4. Spy (Dir. Paul Feig)
Paul Feig finally puts Melissa McCarthy front and center, and lets her shred the scenery. Who could want anything else?
3. Run All Night (Dir. Jaume Collet-Serra)
Liam Neeson’s late period revival as an action star has, rather than attempt to hide or shrug off his age (i.e. Bruce Willis in the last two Die Hards), fully embraced that he’s a middle-aged man. Taken is a Dad Movie, where Neeson gets to be macho and always right. However, his haggard eyes always belied something broken. Everything he’s headlined since has spun on this formula (aside from The Grey, an introspective glimpse into futility and grief). Run All Night expands on it, taking the idea of Neeson as the estranged patriarch to a bittersweet conclusion. Jimmy Conlon isn’t always right; if anything, he’s a deadbeat, destroying himself out of remorse. No one takes him seriously, let alone the son he abandoned years ago. Far more than Taken‘s put-upon CIA killer, Bryan Mills, Jimmy makes sense as a character.
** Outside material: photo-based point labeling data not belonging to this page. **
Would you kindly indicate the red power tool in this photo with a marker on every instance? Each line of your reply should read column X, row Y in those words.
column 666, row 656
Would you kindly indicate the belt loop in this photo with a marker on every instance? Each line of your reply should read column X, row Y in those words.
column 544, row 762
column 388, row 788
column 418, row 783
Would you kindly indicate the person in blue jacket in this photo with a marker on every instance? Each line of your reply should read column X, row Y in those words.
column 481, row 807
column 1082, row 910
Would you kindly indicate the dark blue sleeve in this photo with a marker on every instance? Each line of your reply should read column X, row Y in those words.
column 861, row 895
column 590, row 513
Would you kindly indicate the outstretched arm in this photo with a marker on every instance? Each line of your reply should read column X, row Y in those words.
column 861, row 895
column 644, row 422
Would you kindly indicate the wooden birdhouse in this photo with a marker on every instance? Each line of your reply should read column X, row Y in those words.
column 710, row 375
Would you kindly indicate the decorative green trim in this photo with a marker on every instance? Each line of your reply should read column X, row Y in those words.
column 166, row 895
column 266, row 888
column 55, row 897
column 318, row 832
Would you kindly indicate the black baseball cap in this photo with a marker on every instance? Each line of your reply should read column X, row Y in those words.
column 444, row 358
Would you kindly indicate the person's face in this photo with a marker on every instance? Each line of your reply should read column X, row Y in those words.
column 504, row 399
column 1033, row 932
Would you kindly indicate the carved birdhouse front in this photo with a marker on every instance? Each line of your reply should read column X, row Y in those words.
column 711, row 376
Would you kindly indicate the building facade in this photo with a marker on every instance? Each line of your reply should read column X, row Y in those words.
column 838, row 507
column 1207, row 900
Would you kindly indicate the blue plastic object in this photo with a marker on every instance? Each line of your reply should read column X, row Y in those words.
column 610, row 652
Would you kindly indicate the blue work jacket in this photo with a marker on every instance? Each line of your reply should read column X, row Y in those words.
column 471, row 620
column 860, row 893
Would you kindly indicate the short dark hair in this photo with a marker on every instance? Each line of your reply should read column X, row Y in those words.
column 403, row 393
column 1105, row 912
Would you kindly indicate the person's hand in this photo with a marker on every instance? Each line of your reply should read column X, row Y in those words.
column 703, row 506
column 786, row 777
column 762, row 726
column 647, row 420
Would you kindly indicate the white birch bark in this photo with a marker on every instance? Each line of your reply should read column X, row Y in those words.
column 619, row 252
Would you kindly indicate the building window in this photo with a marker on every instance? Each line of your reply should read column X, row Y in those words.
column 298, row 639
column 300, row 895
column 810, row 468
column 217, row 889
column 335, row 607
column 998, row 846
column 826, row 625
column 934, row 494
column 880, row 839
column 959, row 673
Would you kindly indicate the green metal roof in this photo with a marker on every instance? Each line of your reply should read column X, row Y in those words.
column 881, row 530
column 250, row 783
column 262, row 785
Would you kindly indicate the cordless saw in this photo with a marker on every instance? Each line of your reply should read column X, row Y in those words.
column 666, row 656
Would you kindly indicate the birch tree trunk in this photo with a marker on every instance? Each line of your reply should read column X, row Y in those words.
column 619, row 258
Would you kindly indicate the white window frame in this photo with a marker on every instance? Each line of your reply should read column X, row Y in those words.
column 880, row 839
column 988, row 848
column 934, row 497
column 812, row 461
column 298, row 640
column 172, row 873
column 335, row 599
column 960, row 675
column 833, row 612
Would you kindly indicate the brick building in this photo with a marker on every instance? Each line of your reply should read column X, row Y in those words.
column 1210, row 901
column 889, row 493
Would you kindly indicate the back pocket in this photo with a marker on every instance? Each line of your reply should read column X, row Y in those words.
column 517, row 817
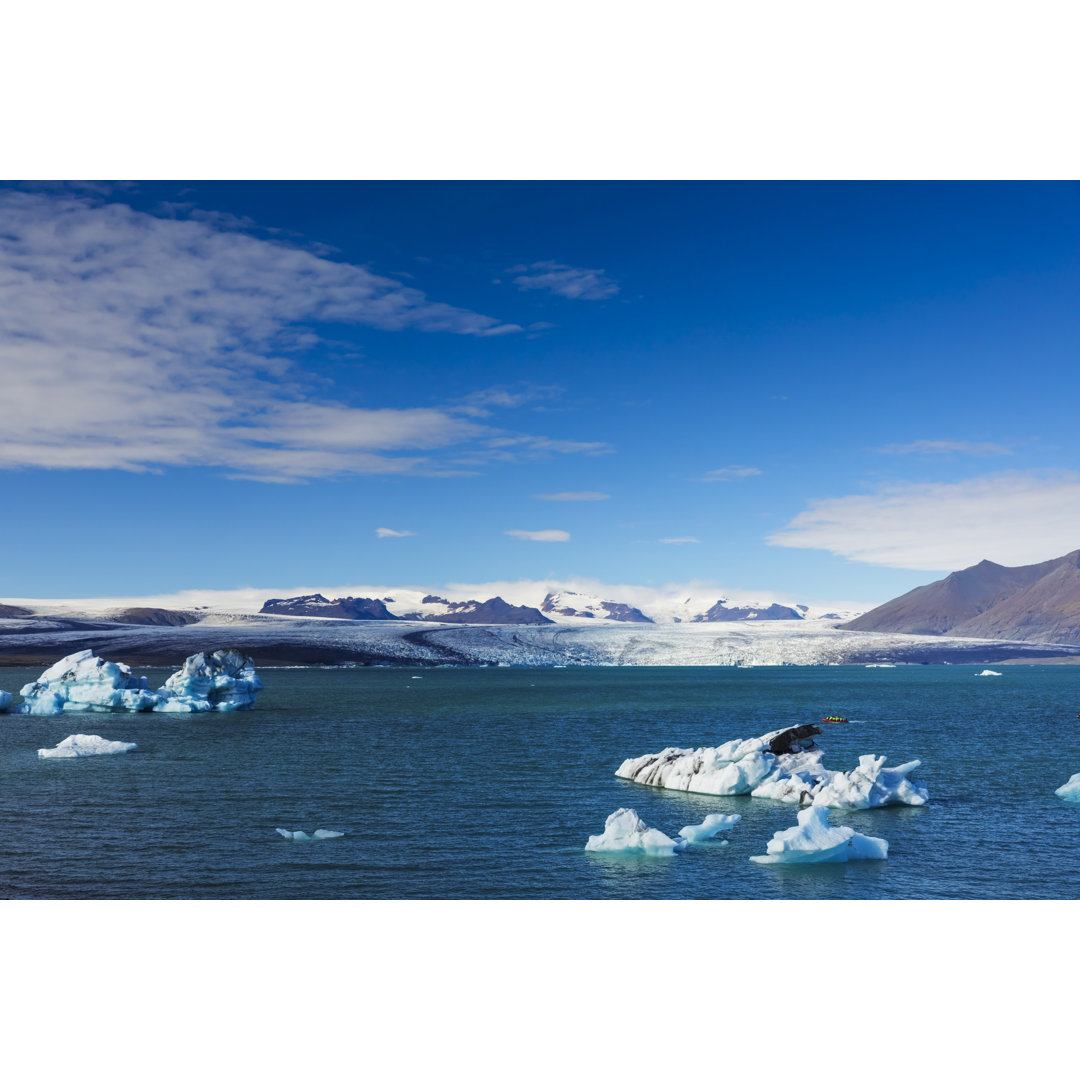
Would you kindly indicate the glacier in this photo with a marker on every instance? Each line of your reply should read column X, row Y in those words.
column 1070, row 790
column 85, row 746
column 794, row 774
column 624, row 833
column 82, row 683
column 814, row 840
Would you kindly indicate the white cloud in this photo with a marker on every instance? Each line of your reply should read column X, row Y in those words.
column 575, row 283
column 543, row 535
column 1013, row 518
column 133, row 341
column 945, row 446
column 731, row 472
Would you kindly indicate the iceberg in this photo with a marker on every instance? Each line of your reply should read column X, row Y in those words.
column 224, row 680
column 85, row 746
column 814, row 840
column 783, row 765
column 82, row 683
column 1070, row 790
column 624, row 833
column 713, row 824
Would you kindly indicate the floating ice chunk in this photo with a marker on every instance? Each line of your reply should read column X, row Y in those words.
column 1070, row 790
column 814, row 840
column 320, row 834
column 221, row 680
column 714, row 823
column 82, row 683
column 85, row 746
column 747, row 767
column 625, row 833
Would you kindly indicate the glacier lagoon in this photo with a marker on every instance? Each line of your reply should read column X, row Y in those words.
column 488, row 782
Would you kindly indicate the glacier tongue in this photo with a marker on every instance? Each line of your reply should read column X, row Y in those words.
column 747, row 767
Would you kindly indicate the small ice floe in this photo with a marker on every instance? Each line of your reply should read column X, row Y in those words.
column 1070, row 790
column 625, row 833
column 814, row 840
column 85, row 746
column 783, row 765
column 713, row 824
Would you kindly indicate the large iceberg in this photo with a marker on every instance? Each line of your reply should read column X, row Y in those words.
column 783, row 765
column 814, row 840
column 624, row 833
column 85, row 746
column 224, row 680
column 81, row 683
column 1070, row 790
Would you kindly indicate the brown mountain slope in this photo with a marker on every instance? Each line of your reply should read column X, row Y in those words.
column 1037, row 603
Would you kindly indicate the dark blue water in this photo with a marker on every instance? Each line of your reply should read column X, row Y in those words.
column 487, row 782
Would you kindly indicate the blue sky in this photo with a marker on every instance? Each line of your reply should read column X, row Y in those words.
column 818, row 390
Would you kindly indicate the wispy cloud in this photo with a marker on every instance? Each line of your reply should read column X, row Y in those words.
column 134, row 341
column 575, row 283
column 730, row 472
column 550, row 536
column 946, row 446
column 1011, row 517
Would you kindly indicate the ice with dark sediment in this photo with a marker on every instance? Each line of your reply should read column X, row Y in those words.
column 814, row 840
column 84, row 683
column 754, row 767
column 86, row 746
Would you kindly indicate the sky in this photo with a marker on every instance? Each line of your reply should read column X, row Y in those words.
column 804, row 390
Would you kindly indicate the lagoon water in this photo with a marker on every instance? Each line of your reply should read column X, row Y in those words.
column 487, row 782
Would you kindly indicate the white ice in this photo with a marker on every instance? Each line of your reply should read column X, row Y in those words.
column 814, row 840
column 83, row 683
column 713, row 824
column 1070, row 790
column 746, row 767
column 224, row 680
column 85, row 746
column 625, row 833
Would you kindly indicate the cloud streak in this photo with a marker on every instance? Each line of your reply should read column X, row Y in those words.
column 544, row 536
column 575, row 283
column 133, row 341
column 1013, row 518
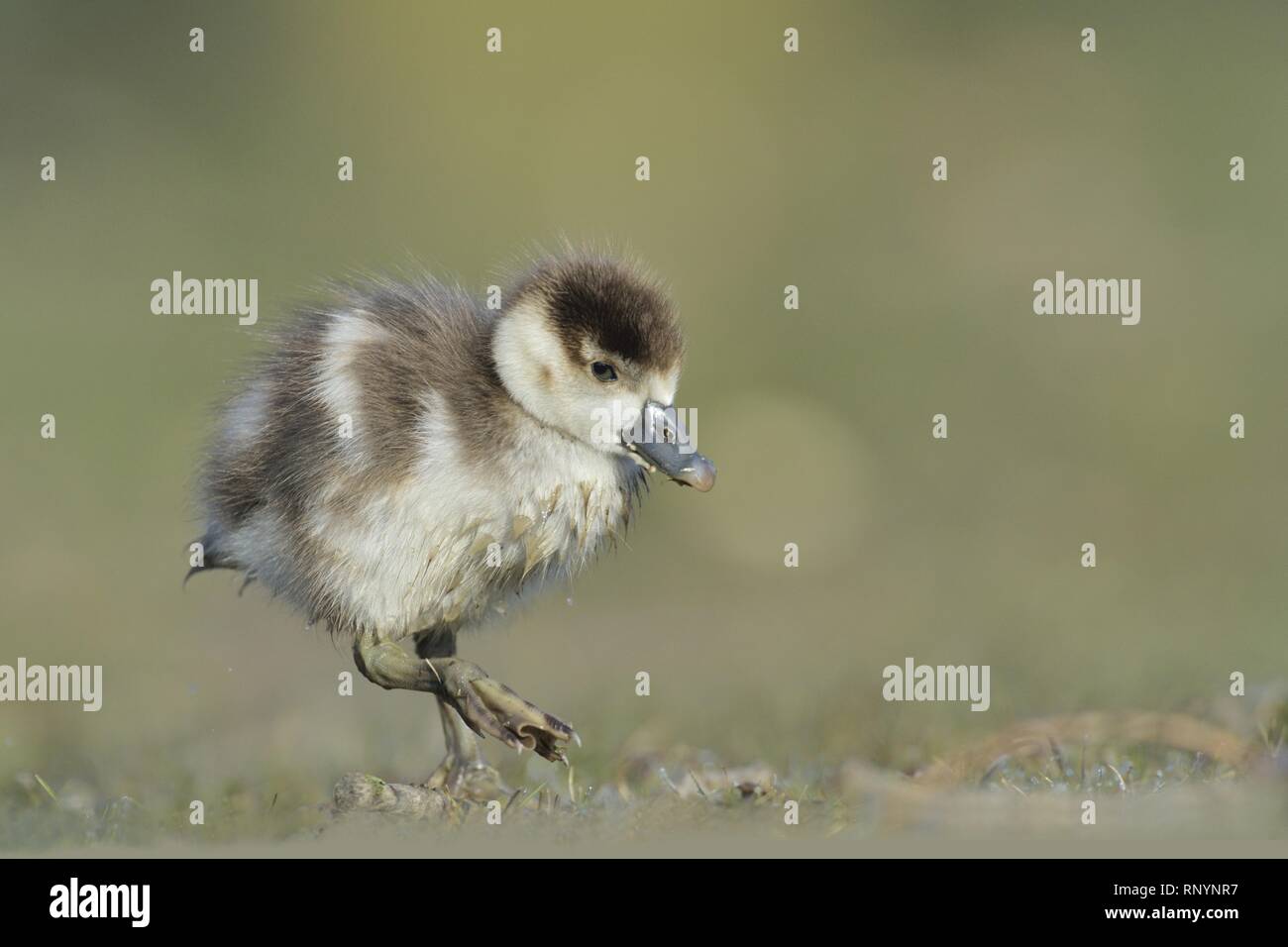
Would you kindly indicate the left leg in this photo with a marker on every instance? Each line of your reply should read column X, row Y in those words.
column 464, row 774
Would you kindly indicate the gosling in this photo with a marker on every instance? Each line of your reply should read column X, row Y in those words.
column 406, row 462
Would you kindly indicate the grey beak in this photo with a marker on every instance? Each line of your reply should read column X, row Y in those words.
column 662, row 441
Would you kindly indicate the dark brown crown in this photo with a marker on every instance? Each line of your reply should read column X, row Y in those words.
column 610, row 305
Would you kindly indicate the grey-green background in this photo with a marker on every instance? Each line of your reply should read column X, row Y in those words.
column 767, row 169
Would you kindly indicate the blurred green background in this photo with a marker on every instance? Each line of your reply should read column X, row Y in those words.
column 767, row 169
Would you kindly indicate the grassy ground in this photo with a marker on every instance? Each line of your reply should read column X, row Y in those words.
column 1150, row 776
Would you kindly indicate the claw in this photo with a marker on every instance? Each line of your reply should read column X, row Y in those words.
column 490, row 707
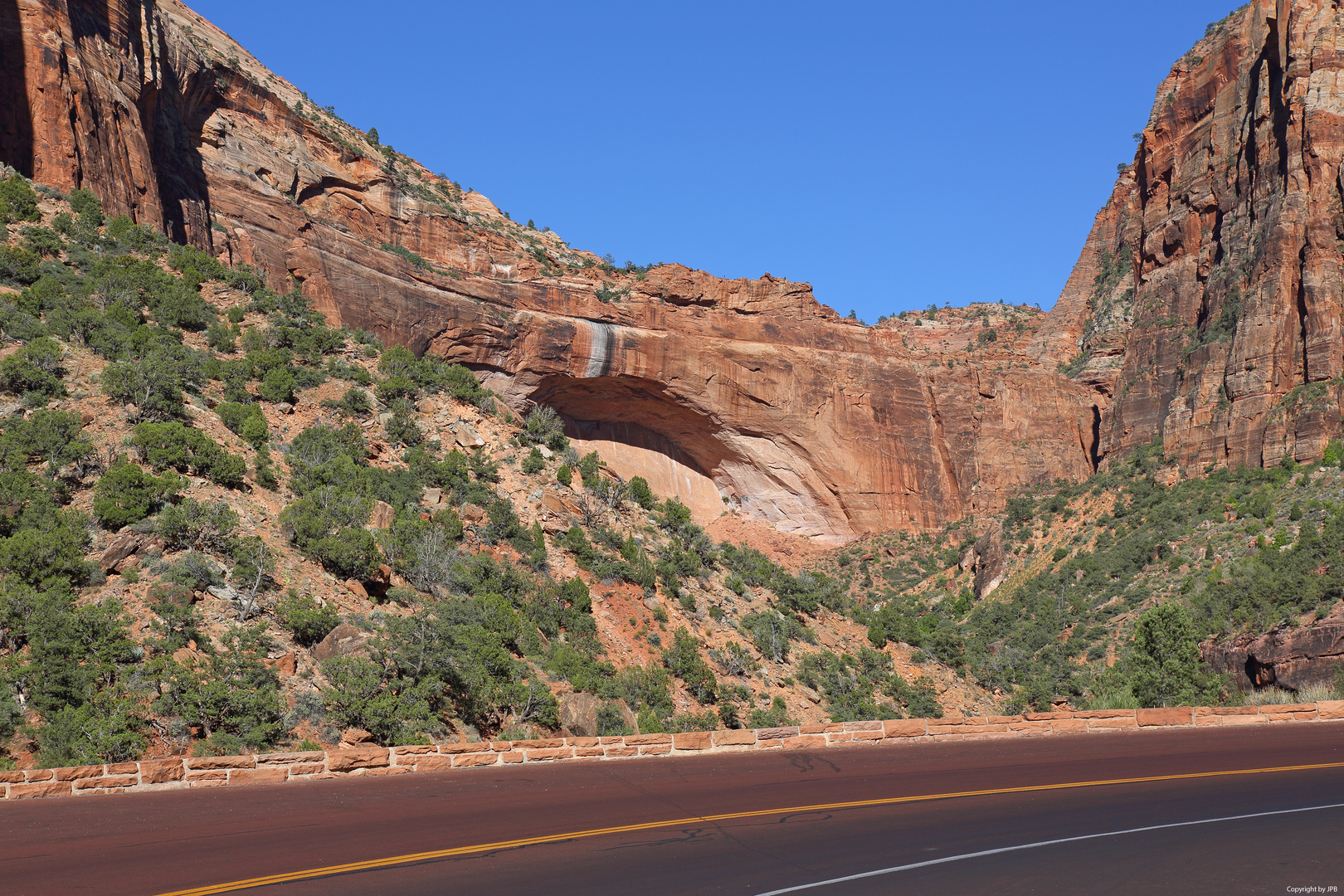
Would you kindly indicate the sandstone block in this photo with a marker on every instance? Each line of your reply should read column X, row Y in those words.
column 112, row 781
column 160, row 772
column 1331, row 709
column 353, row 759
column 693, row 740
column 774, row 733
column 806, row 742
column 737, row 738
column 290, row 758
column 472, row 759
column 550, row 752
column 414, row 750
column 1244, row 720
column 905, row 727
column 221, row 762
column 41, row 789
column 641, row 740
column 258, row 776
column 1166, row 716
column 304, row 768
column 823, row 728
column 440, row 763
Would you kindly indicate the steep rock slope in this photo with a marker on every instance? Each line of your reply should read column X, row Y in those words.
column 749, row 391
column 1209, row 290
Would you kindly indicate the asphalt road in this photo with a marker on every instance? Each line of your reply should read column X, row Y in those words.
column 149, row 844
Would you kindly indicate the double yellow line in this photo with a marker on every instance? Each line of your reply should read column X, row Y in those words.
column 698, row 820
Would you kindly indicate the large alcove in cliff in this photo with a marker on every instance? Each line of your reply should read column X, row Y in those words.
column 639, row 430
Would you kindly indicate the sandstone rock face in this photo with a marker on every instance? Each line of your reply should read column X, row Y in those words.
column 578, row 713
column 1207, row 292
column 1205, row 303
column 739, row 390
column 1288, row 657
column 342, row 641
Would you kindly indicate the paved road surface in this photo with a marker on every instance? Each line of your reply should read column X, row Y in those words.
column 149, row 844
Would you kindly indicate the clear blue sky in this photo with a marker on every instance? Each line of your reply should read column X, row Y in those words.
column 890, row 153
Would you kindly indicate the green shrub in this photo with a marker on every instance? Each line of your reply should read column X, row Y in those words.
column 1166, row 661
column 34, row 373
column 641, row 494
column 543, row 426
column 308, row 622
column 197, row 525
column 363, row 696
column 611, row 720
column 17, row 201
column 776, row 716
column 533, row 462
column 234, row 694
column 125, row 494
column 683, row 659
column 277, row 386
column 221, row 338
column 186, row 449
column 108, row 728
column 256, row 431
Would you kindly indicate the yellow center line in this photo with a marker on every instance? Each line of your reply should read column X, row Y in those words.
column 650, row 825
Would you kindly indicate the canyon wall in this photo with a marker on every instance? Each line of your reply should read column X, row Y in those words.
column 749, row 392
column 1205, row 303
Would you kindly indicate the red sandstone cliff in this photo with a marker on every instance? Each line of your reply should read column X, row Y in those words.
column 749, row 390
column 1209, row 292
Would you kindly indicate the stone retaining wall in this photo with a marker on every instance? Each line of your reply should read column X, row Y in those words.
column 277, row 767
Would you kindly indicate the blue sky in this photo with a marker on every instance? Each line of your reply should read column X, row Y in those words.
column 890, row 153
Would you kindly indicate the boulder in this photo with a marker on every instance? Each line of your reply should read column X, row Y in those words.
column 121, row 547
column 382, row 516
column 1289, row 659
column 342, row 641
column 578, row 713
column 285, row 665
column 465, row 434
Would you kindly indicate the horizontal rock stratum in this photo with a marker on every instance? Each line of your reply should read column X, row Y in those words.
column 280, row 767
column 1205, row 297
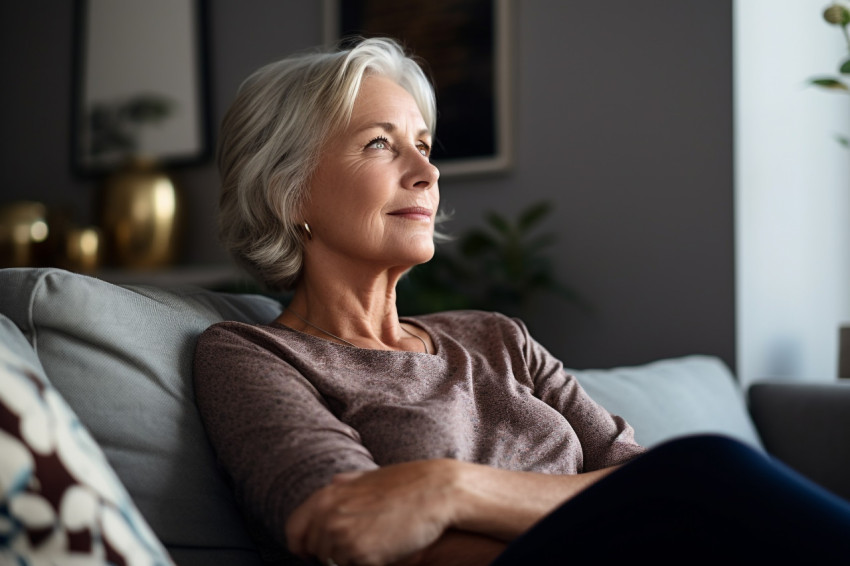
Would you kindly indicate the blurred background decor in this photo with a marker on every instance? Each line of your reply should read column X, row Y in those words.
column 501, row 266
column 23, row 233
column 838, row 14
column 140, row 110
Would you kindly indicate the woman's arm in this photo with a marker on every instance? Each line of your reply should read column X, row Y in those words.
column 393, row 513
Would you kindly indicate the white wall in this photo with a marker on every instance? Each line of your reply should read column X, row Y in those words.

With nothing to lose but his son, he straightens himself out just enough for one last bloodbath. Things immediately go wrong, and he begins to pick up damage. A scratch here, a sprained ankle there. A series of punishments leading up to a gunshot wound, which Jaume Collet-Serra depicts with full-blown horror as Neeson struggles to move even his fingers. There could be another dozen of these movies, and none would be as satisfying as this.
2. Maggie (Dir. Henry Hobson)
This is the opposite of Liam Neeson’s revival: a previously unstoppable machine faced with a situation he can’t make submit to his will. Arnold Schwarzenegger plays a dad losing his daughter to zombism. Unwilling to let her be whisked off by the government to rot in a cage, he instead keeps her home and pretends for as long as he can the inevitable isn’t coming. There is no bad guy to blow away, no horde to cut through, no cure to attain; the only victory is giving a child some semblance of dignity in dying too soon.
1. Mad Max: Fury Road (Dir. George Miller)
What can be said about this which hasn’t been a million times over? It’s a primal spectacle of a movie, built entirely around a single car chase where people do stupidly dangerous things for your entertainment. That it does those things with intelligence and care, that it creates a familial bond with its characters forged by propulsive action, that a lot of it is actual stunt work, isn’t icing on the cake, it’s why it all had so much impact. Witness it.